The second came when the Justice Department dropped the largest Foreign Corrupt Practices Act prosecution in history, which was targeted at an American merchant banker from Stockton, California named James Giffen. It had accused Giffen of orchestrating corrupt payments totaling hundreds of millions of dollars for the benefit of the Kazakhstani government, and produced detailed bank documents showing the flow of money into accounts controlled by senior government officials. Giffen availed himself of the graymail variant of in pari delicto. He argued that he was working as an intelligence operative of the United States and that his dealings were known and approved at high-levels by the U.S. government and were essential to his “cover.” Prosecutors at first harshly dismissed Giffen’s claims. When the dust settled, however, the CIA balked at turning over the evidence of Giffen’s obviously quite intimate dealings with American intelligence and the prosecutors were left grasping for a fig-leaf tax evasion count to cover a ten-year effort. The inescapable conclusion is that U.S. intelligence was indeed deeply enmeshed in the biggest corruption scandal in the history of the petroleum industry.
The third case is the story that Filkins and Mazzetti have broken today. It shows that when you scratch just under the surface of the highest profile corruption case in Afghanistan today, you find a man on the CIA’s payroll, whose acts of corruption apparently start with accepting bribes from the United States.
American policy towards corruption in Central Asia is thus exposed as schizophrenic. On the one hand the United States purports to be resolutely opposed to corruption and prepared to spend enormous sums to expose and prosecute it in the interest of transparency, good government, and saving the taxpayers the expense of corrupt contracts.
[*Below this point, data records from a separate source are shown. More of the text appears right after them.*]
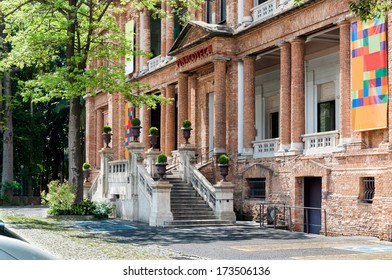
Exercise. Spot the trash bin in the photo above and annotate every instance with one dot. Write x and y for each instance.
(271, 215)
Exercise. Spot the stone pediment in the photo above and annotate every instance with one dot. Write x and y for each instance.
(196, 32)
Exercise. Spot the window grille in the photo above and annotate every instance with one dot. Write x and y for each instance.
(257, 188)
(368, 189)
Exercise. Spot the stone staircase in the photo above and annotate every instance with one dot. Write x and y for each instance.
(187, 206)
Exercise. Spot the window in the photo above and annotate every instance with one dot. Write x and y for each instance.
(222, 8)
(326, 116)
(367, 189)
(257, 188)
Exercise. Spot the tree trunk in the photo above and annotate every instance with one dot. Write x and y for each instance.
(75, 149)
(8, 143)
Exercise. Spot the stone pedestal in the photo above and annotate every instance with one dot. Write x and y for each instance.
(152, 155)
(160, 211)
(224, 201)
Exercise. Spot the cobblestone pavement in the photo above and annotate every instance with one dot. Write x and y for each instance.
(120, 239)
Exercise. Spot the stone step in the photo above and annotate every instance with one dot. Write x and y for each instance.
(198, 223)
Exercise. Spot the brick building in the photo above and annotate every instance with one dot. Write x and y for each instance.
(270, 83)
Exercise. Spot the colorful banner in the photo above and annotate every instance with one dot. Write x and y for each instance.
(129, 115)
(369, 70)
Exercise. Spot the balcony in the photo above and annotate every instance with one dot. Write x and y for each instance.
(320, 143)
(264, 10)
(153, 63)
(265, 148)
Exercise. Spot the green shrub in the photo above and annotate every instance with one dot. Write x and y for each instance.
(103, 209)
(60, 197)
(162, 158)
(223, 159)
(107, 129)
(153, 130)
(186, 124)
(135, 122)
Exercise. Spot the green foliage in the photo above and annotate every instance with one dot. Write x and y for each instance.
(135, 122)
(223, 159)
(186, 124)
(86, 166)
(60, 196)
(153, 130)
(107, 129)
(103, 209)
(162, 159)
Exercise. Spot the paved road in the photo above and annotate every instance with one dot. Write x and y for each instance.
(244, 241)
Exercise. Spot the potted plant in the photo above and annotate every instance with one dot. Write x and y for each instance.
(107, 135)
(223, 163)
(161, 165)
(186, 130)
(153, 136)
(86, 170)
(135, 129)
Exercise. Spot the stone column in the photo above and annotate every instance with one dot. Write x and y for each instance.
(192, 105)
(345, 77)
(170, 127)
(160, 211)
(219, 106)
(98, 133)
(162, 129)
(249, 104)
(297, 94)
(248, 5)
(285, 98)
(182, 103)
(147, 37)
(224, 201)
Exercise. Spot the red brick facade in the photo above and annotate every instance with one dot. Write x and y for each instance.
(288, 61)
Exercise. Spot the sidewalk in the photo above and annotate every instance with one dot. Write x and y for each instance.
(245, 240)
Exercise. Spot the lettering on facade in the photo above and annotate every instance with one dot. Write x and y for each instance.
(193, 57)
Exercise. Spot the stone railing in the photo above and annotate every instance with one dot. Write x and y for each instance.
(153, 63)
(205, 189)
(145, 182)
(265, 148)
(264, 10)
(118, 177)
(322, 142)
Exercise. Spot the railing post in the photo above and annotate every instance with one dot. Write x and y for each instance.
(160, 210)
(106, 156)
(187, 158)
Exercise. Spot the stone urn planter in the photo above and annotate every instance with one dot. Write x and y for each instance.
(107, 135)
(186, 130)
(223, 163)
(135, 129)
(161, 165)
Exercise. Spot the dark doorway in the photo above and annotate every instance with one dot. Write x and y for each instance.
(312, 204)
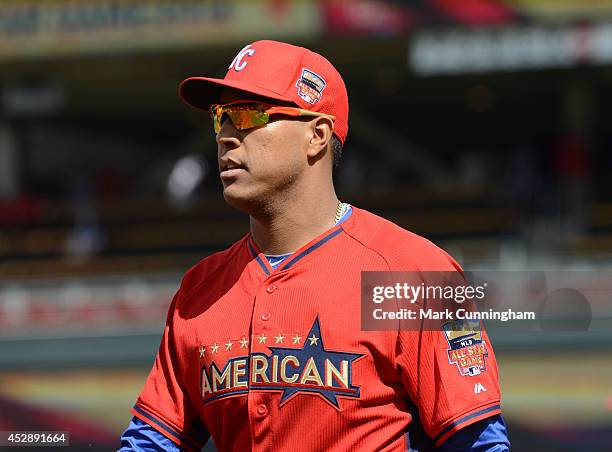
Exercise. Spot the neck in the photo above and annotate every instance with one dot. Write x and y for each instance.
(287, 224)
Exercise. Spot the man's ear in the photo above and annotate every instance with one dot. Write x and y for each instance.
(320, 131)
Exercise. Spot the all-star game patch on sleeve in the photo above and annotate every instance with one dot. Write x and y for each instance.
(451, 376)
(163, 403)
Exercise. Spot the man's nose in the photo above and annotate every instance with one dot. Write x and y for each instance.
(228, 137)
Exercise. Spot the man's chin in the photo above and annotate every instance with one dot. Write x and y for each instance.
(237, 198)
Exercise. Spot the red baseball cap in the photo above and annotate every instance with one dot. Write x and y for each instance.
(279, 71)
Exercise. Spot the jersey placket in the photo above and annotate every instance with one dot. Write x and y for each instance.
(267, 331)
(261, 406)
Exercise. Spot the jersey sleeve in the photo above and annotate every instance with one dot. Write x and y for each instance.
(164, 402)
(487, 435)
(452, 386)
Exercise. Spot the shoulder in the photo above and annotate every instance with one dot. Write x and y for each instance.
(400, 248)
(213, 266)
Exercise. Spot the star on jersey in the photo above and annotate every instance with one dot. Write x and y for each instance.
(307, 370)
(312, 359)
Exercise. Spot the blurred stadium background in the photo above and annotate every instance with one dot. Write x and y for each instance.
(484, 125)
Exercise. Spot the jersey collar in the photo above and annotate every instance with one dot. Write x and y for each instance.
(295, 257)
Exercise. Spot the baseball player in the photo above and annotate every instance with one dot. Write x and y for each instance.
(263, 347)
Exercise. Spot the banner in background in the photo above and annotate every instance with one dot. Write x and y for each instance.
(510, 48)
(562, 9)
(34, 29)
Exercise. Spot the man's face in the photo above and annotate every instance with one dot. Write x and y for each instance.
(257, 164)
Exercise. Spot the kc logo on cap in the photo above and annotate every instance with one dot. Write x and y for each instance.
(237, 63)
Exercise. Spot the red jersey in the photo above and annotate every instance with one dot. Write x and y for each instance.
(269, 359)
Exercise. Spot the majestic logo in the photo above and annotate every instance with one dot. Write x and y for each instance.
(467, 349)
(311, 369)
(310, 86)
(237, 63)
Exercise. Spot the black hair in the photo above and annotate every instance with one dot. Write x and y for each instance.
(336, 146)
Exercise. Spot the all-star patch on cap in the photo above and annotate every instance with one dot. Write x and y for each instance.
(279, 71)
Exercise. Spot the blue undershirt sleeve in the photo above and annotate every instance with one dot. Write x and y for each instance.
(141, 437)
(487, 435)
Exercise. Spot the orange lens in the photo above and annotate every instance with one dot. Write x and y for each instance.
(243, 117)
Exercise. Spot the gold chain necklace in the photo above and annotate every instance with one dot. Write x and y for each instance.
(339, 211)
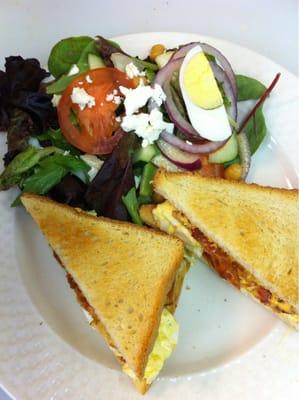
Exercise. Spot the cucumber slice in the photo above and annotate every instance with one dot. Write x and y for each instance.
(163, 59)
(162, 162)
(95, 61)
(226, 153)
(145, 153)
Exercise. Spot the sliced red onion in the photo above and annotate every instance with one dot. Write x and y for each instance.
(204, 148)
(162, 162)
(163, 79)
(180, 158)
(182, 51)
(223, 61)
(244, 153)
(222, 78)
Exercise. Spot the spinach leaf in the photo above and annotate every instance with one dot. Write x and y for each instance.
(66, 53)
(82, 63)
(20, 93)
(44, 179)
(20, 128)
(145, 64)
(114, 180)
(71, 164)
(70, 190)
(249, 88)
(56, 138)
(21, 164)
(51, 170)
(255, 129)
(131, 203)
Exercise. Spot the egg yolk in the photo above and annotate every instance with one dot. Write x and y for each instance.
(200, 83)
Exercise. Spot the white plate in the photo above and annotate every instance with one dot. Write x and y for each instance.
(218, 324)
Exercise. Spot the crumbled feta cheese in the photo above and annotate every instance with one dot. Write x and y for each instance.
(74, 70)
(55, 99)
(132, 71)
(146, 126)
(117, 100)
(82, 98)
(34, 142)
(138, 97)
(111, 97)
(137, 180)
(158, 95)
(94, 163)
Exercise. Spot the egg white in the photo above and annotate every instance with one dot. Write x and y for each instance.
(211, 124)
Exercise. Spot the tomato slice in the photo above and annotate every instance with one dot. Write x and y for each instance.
(91, 129)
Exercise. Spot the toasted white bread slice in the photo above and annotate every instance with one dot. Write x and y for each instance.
(123, 271)
(256, 226)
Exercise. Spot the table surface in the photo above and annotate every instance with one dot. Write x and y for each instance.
(269, 27)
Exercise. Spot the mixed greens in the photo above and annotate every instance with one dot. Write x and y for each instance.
(47, 145)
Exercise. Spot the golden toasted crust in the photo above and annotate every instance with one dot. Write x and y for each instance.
(146, 214)
(257, 226)
(124, 271)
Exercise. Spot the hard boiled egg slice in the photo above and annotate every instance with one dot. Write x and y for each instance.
(202, 97)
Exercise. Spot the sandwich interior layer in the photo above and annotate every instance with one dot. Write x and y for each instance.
(225, 265)
(167, 333)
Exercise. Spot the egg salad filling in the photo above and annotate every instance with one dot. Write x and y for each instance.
(170, 220)
(164, 345)
(173, 222)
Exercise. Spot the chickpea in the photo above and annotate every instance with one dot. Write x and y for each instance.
(156, 50)
(233, 172)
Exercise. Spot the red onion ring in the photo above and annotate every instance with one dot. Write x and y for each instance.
(180, 158)
(205, 148)
(182, 51)
(163, 78)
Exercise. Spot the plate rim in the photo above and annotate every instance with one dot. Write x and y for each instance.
(205, 38)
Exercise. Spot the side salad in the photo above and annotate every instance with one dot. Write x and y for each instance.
(93, 129)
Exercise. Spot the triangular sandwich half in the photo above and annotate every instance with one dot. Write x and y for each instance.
(248, 233)
(127, 277)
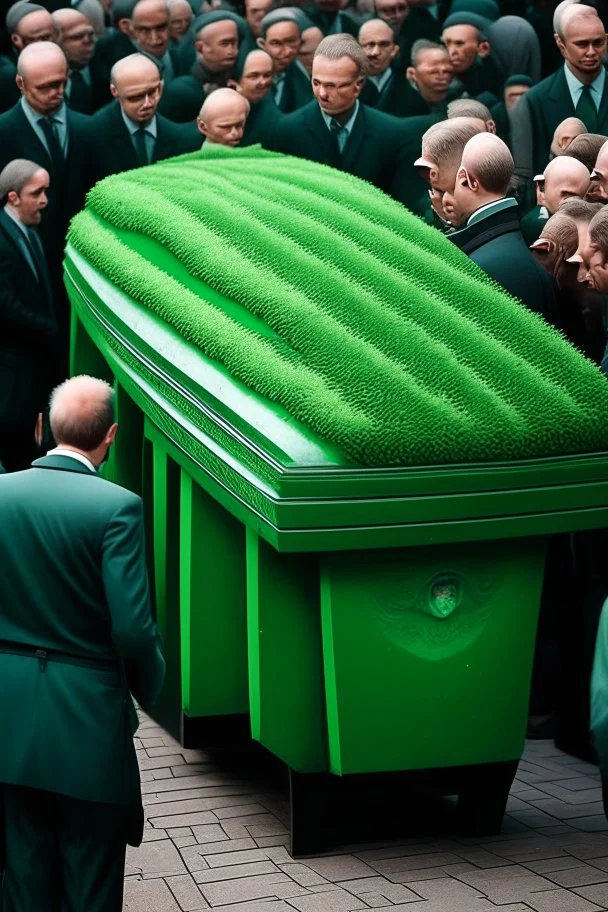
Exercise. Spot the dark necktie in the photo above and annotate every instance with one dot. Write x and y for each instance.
(586, 110)
(139, 138)
(48, 126)
(37, 253)
(339, 133)
(79, 93)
FBI agents and prosecutors are being moved into the field and are pursuing an unprecedented number of prosecutions in U.S. courts. But on the other hand, it is increasingly apparent that the United States is itself one of the most staggeringly corrupt actors in the region, willing to slide hundreds of millions of dollars under the carpet to foreign government officials to induce them to do Washington’s bidding, on occasion doing this so crudely that it undermines the credibility of the government it has picked as an ally. Indeed, twice now American bribery operations targeting a foreign head of state helped provoke revolutions that toppled a government. Pursuing both of these policies at the same time exposes the United States to well-warranted charges of hypocrisy. Policy-makers in Washington urgently need to settle the question: on which side of the corruption divide do they want to stand?